A Candidatura Marina e as Falácias da “Terceira Via”

16/set/2014, 13h11min

A Candidatura Marina e as Falácias da "Terceira Via"

Paulo Peres*

Desde 2010, quando concorreu à Presidência da República pelo Partido Verde, Marina Silva vem repetindo à exaustão algo que acabou tornando-se uma espécie de "mantra": superar a polarização entre PT e PSDB. Segundo ela, o Brasil tornou-se refém dessa bipolaridade, representada pela "velha política". Contudo, na base estruturante dessa retórica há três "teses" que considero falaciosas. A primeira delas postula que a polarização PT/PSDB é intrínseca e necessariamente ruim e, portanto, deve ser superada a qualquer custo; a segunda consiste em pressupor que Marina representa uma "nova política"; e, finalmente, a terceira propõe que, por representar essa "nova política", Marina é a expressão de uma "terceira via" à bipolaridade dos últimos vinte anos da política nacional. Vejamos.

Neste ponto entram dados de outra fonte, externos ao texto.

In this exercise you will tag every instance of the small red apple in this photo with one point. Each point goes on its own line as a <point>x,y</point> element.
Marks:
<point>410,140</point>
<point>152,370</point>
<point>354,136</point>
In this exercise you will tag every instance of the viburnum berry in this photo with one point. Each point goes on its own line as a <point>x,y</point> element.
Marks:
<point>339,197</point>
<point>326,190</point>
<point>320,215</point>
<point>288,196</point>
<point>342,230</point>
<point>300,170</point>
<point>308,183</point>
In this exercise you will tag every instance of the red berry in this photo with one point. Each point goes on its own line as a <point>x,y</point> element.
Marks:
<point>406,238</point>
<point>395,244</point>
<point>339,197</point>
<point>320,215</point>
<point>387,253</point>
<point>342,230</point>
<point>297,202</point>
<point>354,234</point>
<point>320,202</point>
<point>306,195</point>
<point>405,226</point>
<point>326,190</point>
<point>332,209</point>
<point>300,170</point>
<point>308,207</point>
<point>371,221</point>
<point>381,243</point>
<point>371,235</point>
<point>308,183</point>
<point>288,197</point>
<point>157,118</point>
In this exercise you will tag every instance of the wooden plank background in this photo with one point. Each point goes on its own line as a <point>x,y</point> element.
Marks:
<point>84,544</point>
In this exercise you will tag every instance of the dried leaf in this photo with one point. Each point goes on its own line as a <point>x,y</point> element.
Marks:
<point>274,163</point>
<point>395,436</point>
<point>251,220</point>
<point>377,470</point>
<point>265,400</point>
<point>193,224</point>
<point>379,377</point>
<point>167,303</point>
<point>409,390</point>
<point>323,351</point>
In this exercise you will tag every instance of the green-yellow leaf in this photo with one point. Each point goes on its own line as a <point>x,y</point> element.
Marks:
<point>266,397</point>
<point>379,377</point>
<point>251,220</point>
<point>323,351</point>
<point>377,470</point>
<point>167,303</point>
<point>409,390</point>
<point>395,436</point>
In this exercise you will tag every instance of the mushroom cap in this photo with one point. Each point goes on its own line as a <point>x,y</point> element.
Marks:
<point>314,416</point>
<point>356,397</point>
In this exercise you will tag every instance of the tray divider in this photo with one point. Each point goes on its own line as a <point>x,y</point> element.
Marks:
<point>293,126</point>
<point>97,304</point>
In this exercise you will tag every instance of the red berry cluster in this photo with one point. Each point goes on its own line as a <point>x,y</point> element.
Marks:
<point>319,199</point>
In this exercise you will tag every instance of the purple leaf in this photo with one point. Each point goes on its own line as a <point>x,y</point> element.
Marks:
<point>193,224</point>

A polarização PT/PSDB é uma degeneração da política nacional e deve ser suplantada? Dividamos essa pergunta em duas partes – essa polarização pode ser considerada uma degeneração da política brasileira? Não, muito pelo contrário. Nas discussões acadêmicas, envolvendo especialistas em estudos de política comparada, a estabilização da oferta de projetos políticos que aglutinam partidos e grupos sociais diversos é um indicador de amadurecimento da democracia, e não de sua degeneração. Nos Estados Unidos, Inglaterra, Alemanha, Dinamarca, Suécia, Holanda, por exemplo, encontramos um quadro bastante estável dos projetos políticos alternativos. Isso significa que a polarização da política nacional, capitaneada pelo PSDB e o PT, não é o sintoma de uma patologia política, mas sim um indicador de consolidação de nossa democracia eleitoral. Esses dois partidos representam projetos políticos que expressam as preferências agregadas dos indivíduos e grupos sociais do país. Sempre haverá grupos e indivíduos que não se sentirão nem um pouco representados pelos projetos que agregam a vontade majoritária, mas isso é comum em todos os países democráticos e não significa que a polarização política é ruim por si mesma. O importante, nesse caso, é que os direitos individuais sejam garantidos constitucionalmente e que as minorias sejam respeitadas pelos governos, de forma que se evite a "tirania da maioria".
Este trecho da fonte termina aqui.